Learn
Robots.txt Best Practices: Control Crawling Without Blocking SEO
Robots.txt controls crawling, not indexing. Learn how to use it without accidentally hiding important pages from search engines.
Run a fresh DomainLens audit and use the report as your priority list.
What robots.txt actually does
Robots.txt is a crawl-control file. It tells well-behaved crawlers which paths they are allowed to request, but it does not remove URLs from the search index by itself.

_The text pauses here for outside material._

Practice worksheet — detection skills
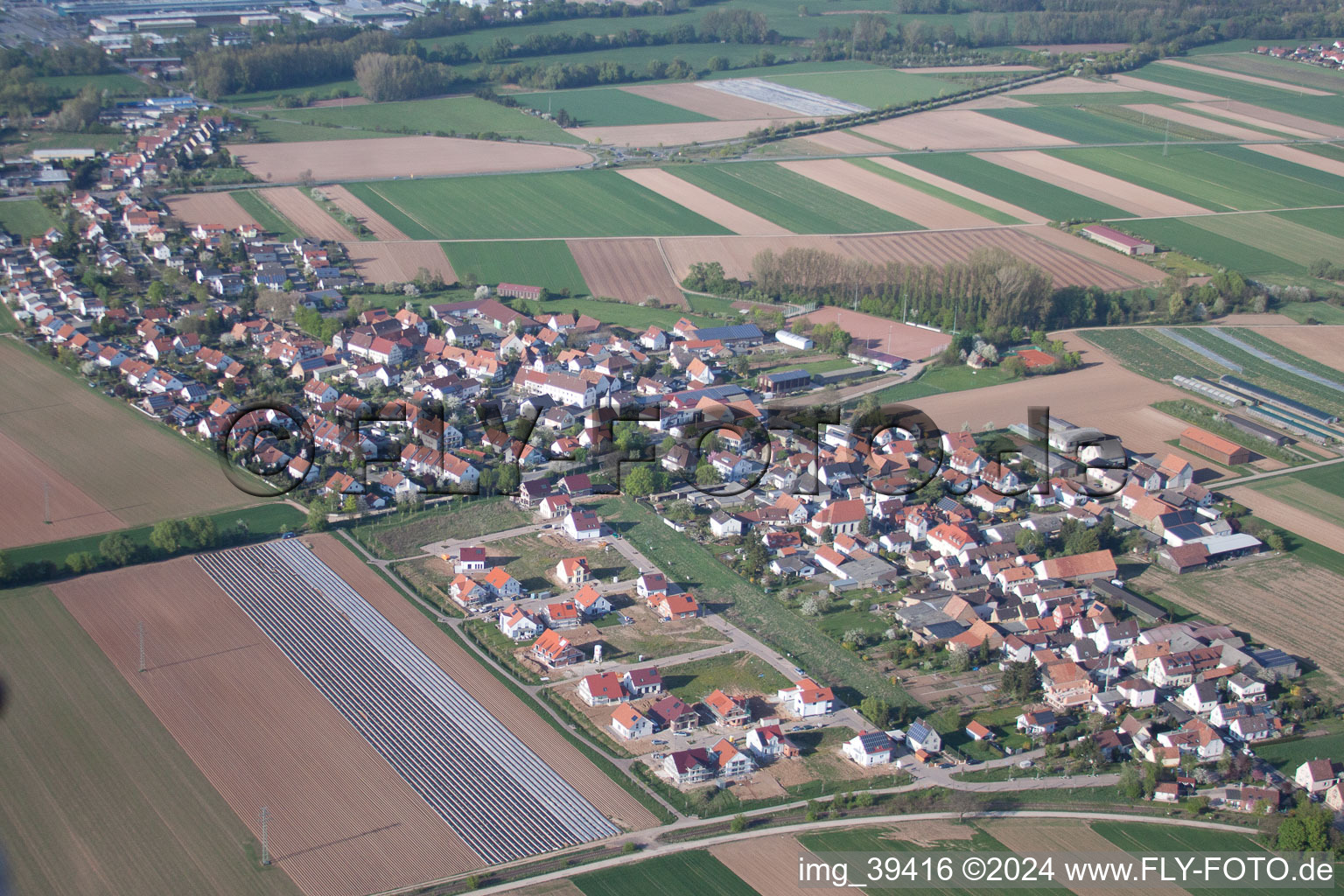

That distinction matters. A URL blocked in robots.txt can still be discovered through links and appear in search with limited information. Use noindex or redirects when the goal is index removal.
Safe rules to follow
- Keep the file available at /robots.txt and return a 200 response.
- Declare your XML sitemap so crawlers can discover canonical URLs faster.
- Block crawl traps, internal search pages, and endless parameter combinations.
- Do not block CSS, JavaScript, images, or rendered resources Google needs to evaluate the page.
Common mistakes
- Leaving Disallow: / from staging after launch.
- Blocking pages that should pass canonical or noindex signals.
- Assuming robots.txt is a security feature for private URLs.
- Testing only the homepage and missing blocked templates deeper in the site.
How to validate changes
After editing robots.txt, run a fresh DomainLens audit and inspect important URLs in Google Search Console. Confirm that the rendered page, canonical target, sitemap, and robots rules agree.
For large sites, review server logs after deployment. A clean robots.txt file should reduce wasted crawling without hiding pages that need to rank.